The Next Generation: Mike Alleva

March 1, 2013
Filed under Features

This interview is part of the article The Next Generation.

Mike Alleva – Vice President of Marketing and Client Strategy
Lighthouse Media Solutions, Boston

What do you see as the industry’s biggest challenge?

The challenge is getting in front of as many people as possible. We need to give them insight and make more people aware of the boating industry itself – even with the people who aren’t boaters. We need to find new boaters.

What makes you optimistic about the industry going forward?

What makes me optimistic specifically is the overall excitement of the boating industry. We all talk about the economy, and I think the economy is finally coming back. The younger generation is now understanding the importance of the dollar and investing it wisely; they are thinking about putting their disposable income towards purchasing items like a boat where they can cherish their memories forever.

The new technology found [on boats] today is phenomenal. I am a gadget person myself, and all the options and availability that they have on new boats is also really exciting.

How can we attract more young people to the industry as boaters? 

Personally I think the tow-boating section of our industry is the future. The excitement of wake boarding – with more and more wake surfing and water skiing etc. – is such a growing segment. Even on NBC, there is the Red Bull Wake Open. That promotes the excitement of water sports. I think that is definitely where the young people will eventually go. Both tow boats and pontoons will be the future of our industry.

MTV last season did a show called WakeBrothers. It was a show based on two young professional wake boarders and just the lifestyle associated with it. We need to continue to show the excitement associated with the things you can do on a boat.

What do you think the younger generation brings to the industry?

I definitely feel the enthusiasm in this industry is great – the energy level and the passion – but then also staying in front of all technologies and understanding what the end user is looking for in the boat purchasing process, from the initial experience on the website to how they feel when they walk in to a showroom to understanding the value of purchasing it from a dealership.

For the younger generation, specifically, everything is done online, so having a strong, informative and interactive website is key. Using tools like not just images, but also videos that show what I am going to do while I am on that boat.
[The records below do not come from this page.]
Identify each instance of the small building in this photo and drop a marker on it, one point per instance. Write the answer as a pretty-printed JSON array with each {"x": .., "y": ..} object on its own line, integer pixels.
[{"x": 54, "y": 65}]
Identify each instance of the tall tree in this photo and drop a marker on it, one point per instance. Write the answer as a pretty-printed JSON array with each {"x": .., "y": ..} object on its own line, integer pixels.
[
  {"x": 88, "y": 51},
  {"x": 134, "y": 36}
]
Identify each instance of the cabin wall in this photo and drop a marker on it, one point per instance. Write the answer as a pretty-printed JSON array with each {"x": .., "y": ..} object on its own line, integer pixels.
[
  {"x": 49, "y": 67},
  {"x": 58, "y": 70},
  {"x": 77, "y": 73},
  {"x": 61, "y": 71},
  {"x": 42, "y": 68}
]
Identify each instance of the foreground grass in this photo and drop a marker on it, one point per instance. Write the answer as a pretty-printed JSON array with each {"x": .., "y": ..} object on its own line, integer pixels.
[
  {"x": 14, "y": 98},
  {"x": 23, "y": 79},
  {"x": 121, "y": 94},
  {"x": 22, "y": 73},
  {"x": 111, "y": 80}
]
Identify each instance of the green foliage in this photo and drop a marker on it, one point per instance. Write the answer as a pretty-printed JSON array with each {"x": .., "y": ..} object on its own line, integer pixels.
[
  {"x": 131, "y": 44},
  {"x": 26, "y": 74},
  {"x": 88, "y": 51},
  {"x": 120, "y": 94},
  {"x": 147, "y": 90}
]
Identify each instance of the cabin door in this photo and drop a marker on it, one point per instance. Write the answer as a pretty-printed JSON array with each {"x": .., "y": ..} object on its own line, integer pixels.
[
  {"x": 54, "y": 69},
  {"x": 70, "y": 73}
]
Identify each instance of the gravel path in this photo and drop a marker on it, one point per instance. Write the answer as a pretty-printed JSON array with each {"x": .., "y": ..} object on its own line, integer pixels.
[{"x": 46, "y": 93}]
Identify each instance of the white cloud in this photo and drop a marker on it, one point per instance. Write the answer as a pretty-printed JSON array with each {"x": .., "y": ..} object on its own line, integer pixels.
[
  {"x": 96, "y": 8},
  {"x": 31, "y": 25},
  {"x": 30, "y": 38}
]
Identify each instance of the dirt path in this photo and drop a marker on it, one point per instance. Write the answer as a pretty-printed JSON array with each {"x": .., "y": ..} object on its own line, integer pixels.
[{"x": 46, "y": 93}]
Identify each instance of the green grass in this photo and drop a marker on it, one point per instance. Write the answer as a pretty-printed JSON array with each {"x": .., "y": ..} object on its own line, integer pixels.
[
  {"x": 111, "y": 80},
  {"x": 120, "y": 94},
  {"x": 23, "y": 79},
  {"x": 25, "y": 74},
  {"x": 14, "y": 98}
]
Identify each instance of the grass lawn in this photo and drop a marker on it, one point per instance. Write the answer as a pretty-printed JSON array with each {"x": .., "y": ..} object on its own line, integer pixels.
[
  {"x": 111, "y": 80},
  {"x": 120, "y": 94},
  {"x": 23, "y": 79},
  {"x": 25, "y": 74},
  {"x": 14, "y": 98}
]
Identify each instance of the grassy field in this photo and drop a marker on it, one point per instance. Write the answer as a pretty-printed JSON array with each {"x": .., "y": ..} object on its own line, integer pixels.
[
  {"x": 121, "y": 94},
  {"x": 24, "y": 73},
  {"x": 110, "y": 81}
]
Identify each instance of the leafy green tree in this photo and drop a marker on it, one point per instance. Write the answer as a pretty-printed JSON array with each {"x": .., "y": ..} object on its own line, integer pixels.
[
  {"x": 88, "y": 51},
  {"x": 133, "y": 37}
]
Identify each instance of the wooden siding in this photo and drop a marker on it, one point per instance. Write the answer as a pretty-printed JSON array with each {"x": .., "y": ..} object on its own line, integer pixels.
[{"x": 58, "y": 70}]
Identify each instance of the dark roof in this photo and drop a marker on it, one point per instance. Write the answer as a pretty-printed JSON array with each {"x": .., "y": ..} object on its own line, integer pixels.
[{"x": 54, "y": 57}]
In Minnesota, what would you do in the middle of the winter except think about being on the water with your friends and having a good time? What better way to see that than in a video.

People purchase boats at a boat show, and they don’t take delivery on it until much later. They are excited about it, it is an emotional purchase, and tons of video and images of that boat continue to remind them of the purchase they made. It eliminates the dissidence of a major purchase and gets them even more excited.
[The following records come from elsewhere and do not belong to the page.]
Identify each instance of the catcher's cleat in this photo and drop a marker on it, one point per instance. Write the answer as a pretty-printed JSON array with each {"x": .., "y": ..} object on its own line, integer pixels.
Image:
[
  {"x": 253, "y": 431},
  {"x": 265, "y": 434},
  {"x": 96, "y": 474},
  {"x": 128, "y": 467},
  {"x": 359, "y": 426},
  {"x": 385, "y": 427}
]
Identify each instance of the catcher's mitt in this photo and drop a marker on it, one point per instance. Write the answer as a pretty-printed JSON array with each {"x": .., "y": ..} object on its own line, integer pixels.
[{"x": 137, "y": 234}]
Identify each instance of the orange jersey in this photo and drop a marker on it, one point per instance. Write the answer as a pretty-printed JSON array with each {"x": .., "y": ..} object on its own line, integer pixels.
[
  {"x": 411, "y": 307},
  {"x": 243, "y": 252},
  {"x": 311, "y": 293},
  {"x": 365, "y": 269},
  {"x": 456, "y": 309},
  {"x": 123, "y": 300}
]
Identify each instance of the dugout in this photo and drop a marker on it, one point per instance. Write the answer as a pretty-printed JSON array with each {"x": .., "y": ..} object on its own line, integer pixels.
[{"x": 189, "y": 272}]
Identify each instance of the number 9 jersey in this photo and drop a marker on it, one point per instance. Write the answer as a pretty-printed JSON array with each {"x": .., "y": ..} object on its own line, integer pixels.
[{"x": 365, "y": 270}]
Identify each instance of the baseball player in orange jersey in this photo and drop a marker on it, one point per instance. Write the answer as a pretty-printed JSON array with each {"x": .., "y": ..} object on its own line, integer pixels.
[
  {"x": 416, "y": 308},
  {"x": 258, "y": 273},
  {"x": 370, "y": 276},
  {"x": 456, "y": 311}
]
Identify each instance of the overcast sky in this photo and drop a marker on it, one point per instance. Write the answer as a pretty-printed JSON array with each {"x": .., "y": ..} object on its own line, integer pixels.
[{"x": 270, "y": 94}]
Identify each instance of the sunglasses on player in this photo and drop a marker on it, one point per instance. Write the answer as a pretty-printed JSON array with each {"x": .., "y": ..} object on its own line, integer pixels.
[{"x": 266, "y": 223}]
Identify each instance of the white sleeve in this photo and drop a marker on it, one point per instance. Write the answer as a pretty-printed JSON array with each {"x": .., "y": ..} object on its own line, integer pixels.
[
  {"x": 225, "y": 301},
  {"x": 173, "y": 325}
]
How did you get involved in boating?

I did an internship with Channel Blade when I was in college. From college, I stayed in the boating industry ever since I got out of college.

Why did you join the YLAC?

A member of the MRAA nominated me, and I thought it would be a great opportunity to help the industry. We work together, and I want to help everyone understand how to make our industry stronger. I love being involved with the dealers as an equal as opposed to just being a vendor.
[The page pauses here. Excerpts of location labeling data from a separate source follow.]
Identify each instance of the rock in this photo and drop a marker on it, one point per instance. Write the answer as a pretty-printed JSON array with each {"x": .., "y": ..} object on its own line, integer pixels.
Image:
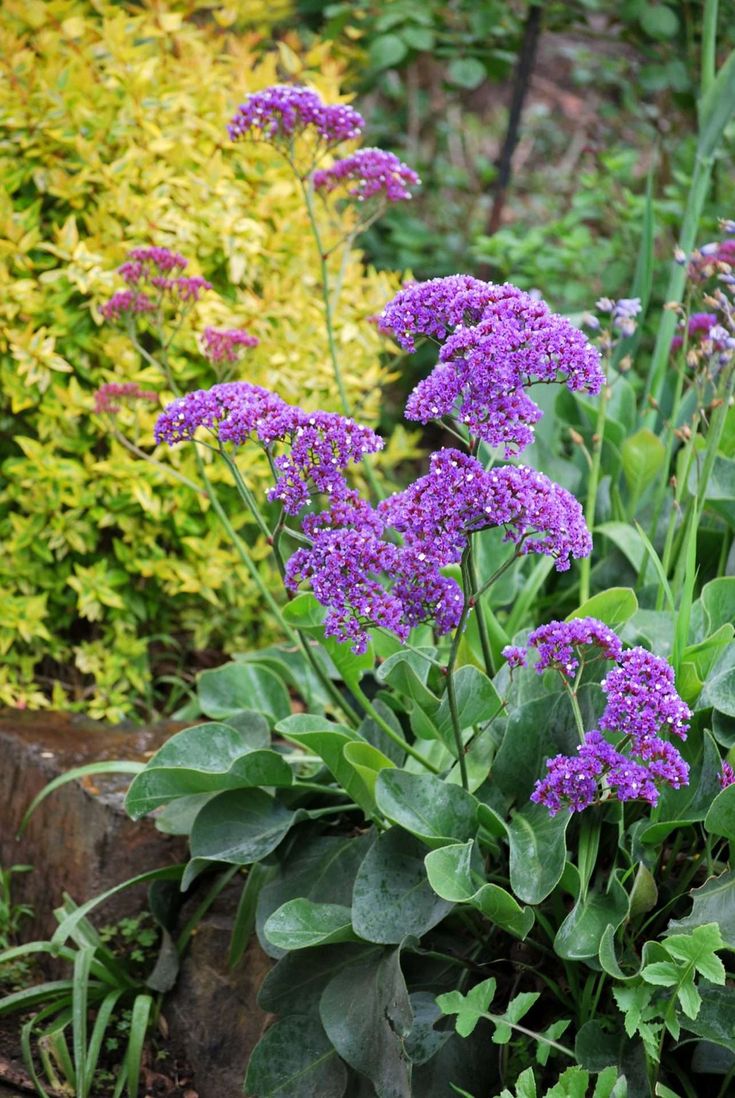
[
  {"x": 212, "y": 1012},
  {"x": 79, "y": 840}
]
Marketing is my background, creating ideas on how to get more people involved is what I do. I figured by talking to dealers across North America on a daily basis, I truly understand the needs of the dealers out there.

What can boat builders and other manufacturers do to help dealers be more successful?

Communication and having resources available that tell the story of that boat is very important. OEMs need to tell the story of the quality of the development and building of that boat, including having collateral literature on all the product lines, etc. Also, constant communication with the regional reps is huge. I deal with both sides. I see the dealers that do well with the brands that they carry, and it is because of communication.

What kind of perspective did you bring as a younger leader in marketing at Lighthouse?

I am staying in front of technology, specifically on the consumer research side of things, understanding that the boat purchasing process is key.